Weihnachten steht vor der Tür: Wissen Sie schon, was bei Ihnen dieses Jahr auf der Speisekarte steht?
Wiener: Nein, noch nicht. Ich schwanke noch.
Viele Menschen nutzen die Weihnachtszeit, um beim Essen mal über die Stränge zu schlagen. Wie ist das bei Ihnen?
Wiener: Ich stopfe mir jetzt nicht jeden Tag all die Kekse und Stollen rein, die Rollbraten und Schokolade, die es überall zu kaufen gibt, nur weil Weihnachten ist. Andererseits: Wenn nicht jetzt Stollen und Plätzchen, wann dann?
In "Kochen kann jeder" schreiben Sie: "Lassen Sie sich nicht entmutigen, wenn einmal etwas danebengeht". Gibt es bei Ihnen ein bestimmtes Gericht, mit dem Sie zu kämpfen hatten?
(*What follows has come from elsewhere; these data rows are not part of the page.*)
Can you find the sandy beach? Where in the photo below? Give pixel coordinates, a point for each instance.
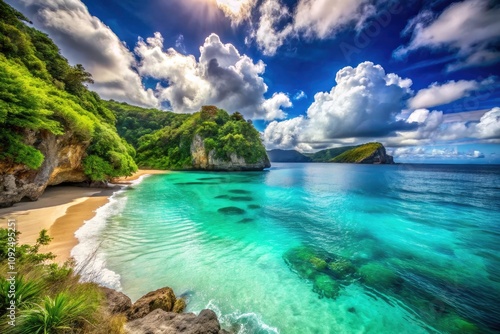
(62, 210)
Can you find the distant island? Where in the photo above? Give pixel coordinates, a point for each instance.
(369, 153)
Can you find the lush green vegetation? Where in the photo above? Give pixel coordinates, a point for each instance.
(163, 139)
(358, 153)
(41, 93)
(133, 122)
(328, 154)
(48, 297)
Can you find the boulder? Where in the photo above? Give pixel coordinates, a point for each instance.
(159, 321)
(163, 299)
(117, 301)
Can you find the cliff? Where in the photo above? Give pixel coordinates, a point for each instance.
(210, 139)
(62, 162)
(204, 159)
(370, 153)
(52, 128)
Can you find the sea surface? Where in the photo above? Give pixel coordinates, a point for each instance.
(312, 248)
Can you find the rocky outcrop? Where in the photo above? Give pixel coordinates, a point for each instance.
(161, 322)
(62, 163)
(163, 299)
(208, 160)
(160, 311)
(379, 156)
(117, 301)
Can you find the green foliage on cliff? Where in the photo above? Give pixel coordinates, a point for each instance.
(133, 122)
(41, 93)
(329, 154)
(358, 153)
(163, 139)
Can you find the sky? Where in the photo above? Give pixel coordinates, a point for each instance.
(421, 77)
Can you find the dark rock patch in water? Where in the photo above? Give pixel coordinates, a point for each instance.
(241, 198)
(231, 211)
(245, 221)
(211, 178)
(239, 191)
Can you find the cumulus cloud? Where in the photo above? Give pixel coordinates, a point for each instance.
(300, 95)
(471, 28)
(236, 10)
(274, 105)
(425, 153)
(84, 39)
(365, 102)
(437, 94)
(222, 77)
(435, 127)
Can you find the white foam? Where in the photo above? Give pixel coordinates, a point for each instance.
(90, 259)
(248, 322)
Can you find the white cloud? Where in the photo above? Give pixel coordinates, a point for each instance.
(435, 127)
(274, 105)
(437, 94)
(236, 10)
(284, 134)
(300, 95)
(365, 102)
(434, 153)
(87, 40)
(222, 77)
(470, 27)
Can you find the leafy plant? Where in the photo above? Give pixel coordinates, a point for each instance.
(60, 314)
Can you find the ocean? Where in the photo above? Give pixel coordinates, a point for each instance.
(311, 248)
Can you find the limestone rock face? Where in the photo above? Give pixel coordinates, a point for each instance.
(208, 161)
(62, 163)
(117, 301)
(379, 156)
(163, 322)
(163, 299)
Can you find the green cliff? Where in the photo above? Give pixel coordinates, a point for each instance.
(52, 128)
(210, 139)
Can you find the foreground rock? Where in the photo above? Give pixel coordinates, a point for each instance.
(117, 302)
(161, 322)
(62, 163)
(207, 160)
(163, 299)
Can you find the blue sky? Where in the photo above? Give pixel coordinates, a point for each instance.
(419, 76)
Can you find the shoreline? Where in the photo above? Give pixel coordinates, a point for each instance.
(62, 210)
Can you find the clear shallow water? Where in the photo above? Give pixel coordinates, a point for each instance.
(422, 244)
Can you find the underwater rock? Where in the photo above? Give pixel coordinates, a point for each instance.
(341, 268)
(325, 286)
(231, 211)
(241, 198)
(239, 191)
(453, 323)
(245, 221)
(379, 276)
(179, 305)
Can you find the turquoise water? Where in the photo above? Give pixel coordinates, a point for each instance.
(420, 244)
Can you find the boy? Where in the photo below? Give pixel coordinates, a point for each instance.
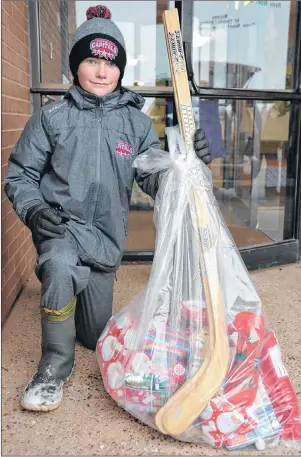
(70, 178)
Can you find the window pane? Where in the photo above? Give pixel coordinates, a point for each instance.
(140, 23)
(244, 44)
(249, 143)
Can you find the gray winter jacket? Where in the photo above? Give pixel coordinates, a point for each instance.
(77, 154)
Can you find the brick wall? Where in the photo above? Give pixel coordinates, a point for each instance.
(18, 255)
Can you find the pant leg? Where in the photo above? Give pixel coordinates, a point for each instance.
(59, 271)
(94, 307)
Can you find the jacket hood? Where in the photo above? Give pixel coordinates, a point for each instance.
(85, 100)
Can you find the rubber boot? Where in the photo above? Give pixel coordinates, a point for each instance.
(44, 392)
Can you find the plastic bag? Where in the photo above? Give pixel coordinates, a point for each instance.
(199, 319)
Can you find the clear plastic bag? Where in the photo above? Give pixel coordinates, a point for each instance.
(191, 355)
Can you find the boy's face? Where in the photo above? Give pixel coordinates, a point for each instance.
(98, 76)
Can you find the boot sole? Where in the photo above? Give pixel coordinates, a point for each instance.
(45, 408)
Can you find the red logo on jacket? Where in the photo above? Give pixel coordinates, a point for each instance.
(124, 149)
(104, 48)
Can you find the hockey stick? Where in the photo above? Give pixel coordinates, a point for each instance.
(193, 396)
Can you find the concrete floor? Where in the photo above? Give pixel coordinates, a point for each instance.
(89, 422)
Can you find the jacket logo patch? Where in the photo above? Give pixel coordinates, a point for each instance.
(124, 149)
(101, 47)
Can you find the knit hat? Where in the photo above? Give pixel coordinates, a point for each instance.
(98, 37)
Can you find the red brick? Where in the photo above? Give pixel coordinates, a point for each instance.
(17, 30)
(13, 89)
(7, 6)
(10, 105)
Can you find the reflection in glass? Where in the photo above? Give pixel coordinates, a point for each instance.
(249, 145)
(243, 44)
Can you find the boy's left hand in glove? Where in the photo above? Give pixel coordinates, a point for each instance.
(201, 146)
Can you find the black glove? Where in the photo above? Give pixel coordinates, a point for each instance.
(201, 146)
(46, 222)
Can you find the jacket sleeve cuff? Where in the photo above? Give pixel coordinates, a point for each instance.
(31, 208)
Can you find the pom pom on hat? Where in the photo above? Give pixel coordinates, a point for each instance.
(98, 37)
(98, 11)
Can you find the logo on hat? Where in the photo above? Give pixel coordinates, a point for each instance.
(101, 47)
(124, 149)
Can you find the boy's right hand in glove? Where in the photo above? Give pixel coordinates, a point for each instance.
(46, 222)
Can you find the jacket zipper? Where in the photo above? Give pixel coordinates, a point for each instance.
(98, 159)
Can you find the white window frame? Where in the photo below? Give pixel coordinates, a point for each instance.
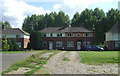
(44, 43)
(19, 44)
(70, 44)
(59, 44)
(59, 35)
(117, 43)
(70, 34)
(85, 35)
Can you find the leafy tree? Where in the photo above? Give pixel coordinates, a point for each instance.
(5, 24)
(5, 45)
(35, 41)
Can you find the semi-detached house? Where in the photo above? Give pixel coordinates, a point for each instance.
(66, 38)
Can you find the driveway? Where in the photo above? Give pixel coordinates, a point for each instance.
(8, 59)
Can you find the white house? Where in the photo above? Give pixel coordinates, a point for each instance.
(22, 37)
(112, 41)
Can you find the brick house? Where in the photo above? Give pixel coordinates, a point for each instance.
(67, 38)
(22, 37)
(112, 40)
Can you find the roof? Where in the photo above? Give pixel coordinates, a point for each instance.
(14, 31)
(67, 29)
(115, 28)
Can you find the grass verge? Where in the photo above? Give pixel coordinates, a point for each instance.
(97, 57)
(39, 62)
(13, 52)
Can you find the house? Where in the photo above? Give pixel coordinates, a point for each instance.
(66, 38)
(112, 40)
(22, 37)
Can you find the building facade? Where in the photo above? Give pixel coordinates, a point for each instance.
(21, 37)
(67, 38)
(112, 40)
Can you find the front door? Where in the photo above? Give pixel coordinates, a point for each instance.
(78, 45)
(50, 45)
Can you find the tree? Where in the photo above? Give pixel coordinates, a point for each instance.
(5, 24)
(5, 45)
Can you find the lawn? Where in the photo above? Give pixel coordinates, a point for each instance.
(13, 52)
(38, 61)
(97, 57)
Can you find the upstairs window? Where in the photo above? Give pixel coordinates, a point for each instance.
(44, 44)
(18, 36)
(86, 35)
(70, 34)
(86, 43)
(51, 35)
(59, 34)
(19, 44)
(78, 34)
(44, 35)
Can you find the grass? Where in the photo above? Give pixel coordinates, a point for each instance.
(13, 52)
(31, 59)
(66, 59)
(97, 57)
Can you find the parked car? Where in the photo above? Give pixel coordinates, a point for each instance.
(94, 48)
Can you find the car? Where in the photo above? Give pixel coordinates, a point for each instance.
(94, 48)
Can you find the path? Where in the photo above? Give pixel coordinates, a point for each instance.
(56, 65)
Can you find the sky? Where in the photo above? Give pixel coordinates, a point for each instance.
(15, 11)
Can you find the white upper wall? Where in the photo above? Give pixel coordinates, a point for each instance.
(54, 34)
(15, 36)
(112, 36)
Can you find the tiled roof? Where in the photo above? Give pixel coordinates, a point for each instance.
(14, 31)
(67, 29)
(115, 28)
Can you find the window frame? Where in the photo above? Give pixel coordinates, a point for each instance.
(59, 44)
(86, 34)
(70, 44)
(70, 34)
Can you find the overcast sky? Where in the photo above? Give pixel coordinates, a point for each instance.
(15, 11)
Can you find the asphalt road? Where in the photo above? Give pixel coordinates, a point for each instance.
(8, 59)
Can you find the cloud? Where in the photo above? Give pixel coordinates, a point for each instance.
(15, 11)
(70, 7)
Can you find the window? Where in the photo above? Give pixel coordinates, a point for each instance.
(19, 44)
(78, 34)
(44, 35)
(70, 44)
(18, 36)
(117, 44)
(51, 35)
(86, 35)
(70, 34)
(59, 34)
(59, 44)
(44, 43)
(86, 43)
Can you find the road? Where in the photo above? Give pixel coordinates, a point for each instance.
(8, 59)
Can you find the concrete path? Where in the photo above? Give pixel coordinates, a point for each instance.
(8, 59)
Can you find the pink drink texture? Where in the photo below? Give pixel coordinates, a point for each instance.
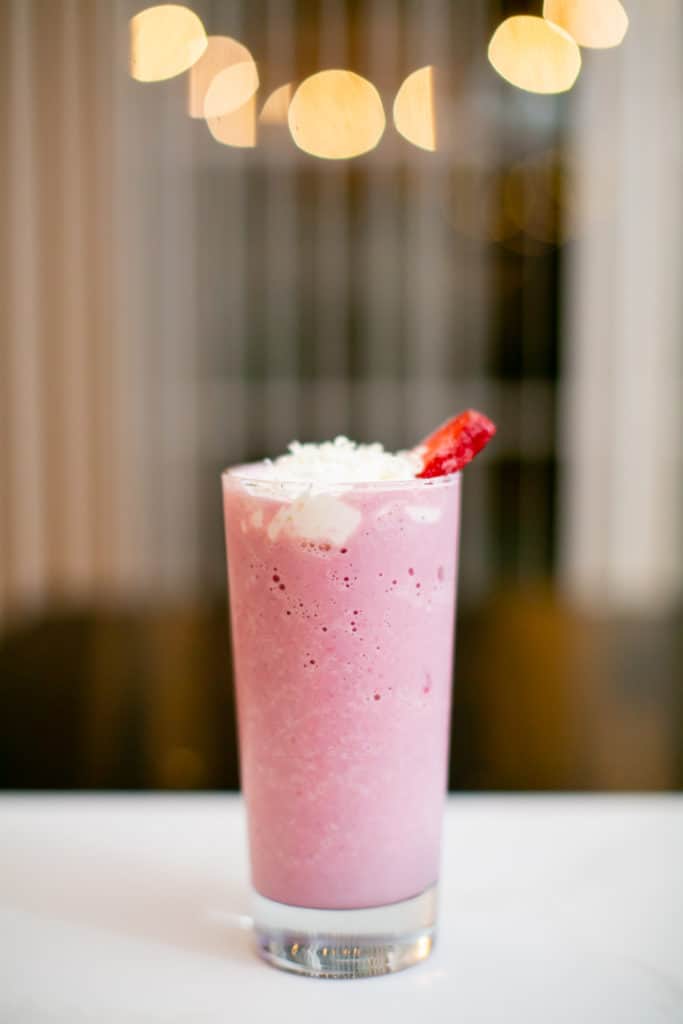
(343, 658)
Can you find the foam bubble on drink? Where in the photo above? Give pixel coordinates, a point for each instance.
(342, 461)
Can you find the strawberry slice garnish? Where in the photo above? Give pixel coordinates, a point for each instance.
(455, 443)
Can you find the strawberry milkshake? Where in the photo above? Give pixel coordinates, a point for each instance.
(342, 564)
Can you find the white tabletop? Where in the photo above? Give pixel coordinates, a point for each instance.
(134, 908)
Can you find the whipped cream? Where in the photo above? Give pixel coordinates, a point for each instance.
(341, 461)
Wiener: Es gibt Tage, da kämpfe ich mit jedem Gericht. Auch mit denen, die ich sonst im Schlaf beherrsche. Ich weiß nicht warum. Nichts schmeckt dann so richtig und ich selbst bin lustlos. Aber dafür ist der Genuss beim nächsten Mal umso größer. Also - nicht aufgeben, Kochen kann jeder - irgendwann (lacht).